One evening during the E-Levy debate, a tomato seller at Makola reportedly asked a simple question after hearing Parliament arguing loudly on the radio: “So they discussed all this without asking us first?”
That question was more intelligent than half the speeches delivered during the national chaos that followed. Because by the time many ordinary Ghanaians fully understood what the Electronic Transfer Levy meant, the political machinery had already moved deep into combat mode.
Parliament became a battlefield. MPs nearly exchanged blows. The country polarized instantly. Citizens protested. Businesses warned of consequences. Mobile money agents panicked. Yet throughout the entire spectacle, one uncomfortable truth sat quietly in the middle of the room:
Too many Ghanaians felt the law was being done to them rather than developed with them. The moment some politicians win elections, they begin behaving like citizens accidentally donated their brains alongside their ballots.

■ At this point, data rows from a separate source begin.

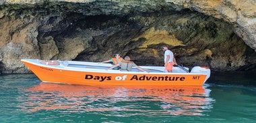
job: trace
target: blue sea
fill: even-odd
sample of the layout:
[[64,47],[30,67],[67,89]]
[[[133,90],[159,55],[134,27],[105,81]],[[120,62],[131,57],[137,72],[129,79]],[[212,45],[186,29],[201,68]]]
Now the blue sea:
[[214,73],[202,87],[161,88],[0,75],[0,122],[255,122],[256,78],[251,74]]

Suddenly, an MP no longer represents people. He represents “wisdom.” Cabinet no longer governs cautiously. It governs prophetically. Parliament transforms into a national boarding school where ordinary citizens must sit quietly while lawmakers and ministers “know what is best for us.”
Then every four years, these same politicians return wearing funeral-white humility, carrying giant smiles and folded hands like repentant choir boys seeking spiritual renewal from the very people whose opinions they ignored for forty-eight uninterrupted months.
That is the dangerous distortion sitting quietly inside parts of Ghana’s democratic culture. Representation has quietly mutated into political outsourcing. Vote for them once, and some assume they have acquired a renewable four-year license to think on your behalf, speak on your behalf, legislate on your behalf, and occasionally suffer on your behalf too.
Meanwhile, consultation becomes cosmetic. A few rushed stakeholder meetings. Then suddenly, the government claims “extensive engagement has been conducted.” Conducted with whom?
Ceiling fans? Because many citizens only discover major laws after Parliament has already massaged, approved, and packaged them into legal destiny. And the data is devastating.
Ghana’s Parliament currently has 276 MPs elected for renewable four-year terms. Yet Afrobarometer data shows that 85% of Ghanaians say MPs “never” or only “sometimes” listen to what ordinary people have to say. Only 14% believe MPs often or always listen to citizens.
Yet the same surveys show most Ghanaians still strongly support democratic accountability and expect elected leaders to listen to voters rather than simply decide what is “best” on their behalf.
So the problem is not that citizens hate democracy. The problem is that Parliament increasingly behaves like democracy ends immediately after swearing-in ceremonies.
Article 106 of the Constitution may require bills to pass through parliamentary procedures, but publication is not participation. Gazetting a bill quietly before Parliament is not consultation.
Uploading PDFs into bureaucratic darkness is not civic engagement. An MP is not a temporary owner of the public mind. A minister is not a constitutional prophet descending from Mount Cabinet with sacred legislative tablets.
The citizen is not supposed to wake up every morning like a confused tenant inside a republic being renovated without permission. If democracy means anything, then lawmaking must become radically participatory, transparent and continuously consultative.
Otherwise, Parliament risks becoming exactly what many citizens already suspect: A very expensive talking shop where the people speak last, hear late, and suffer first.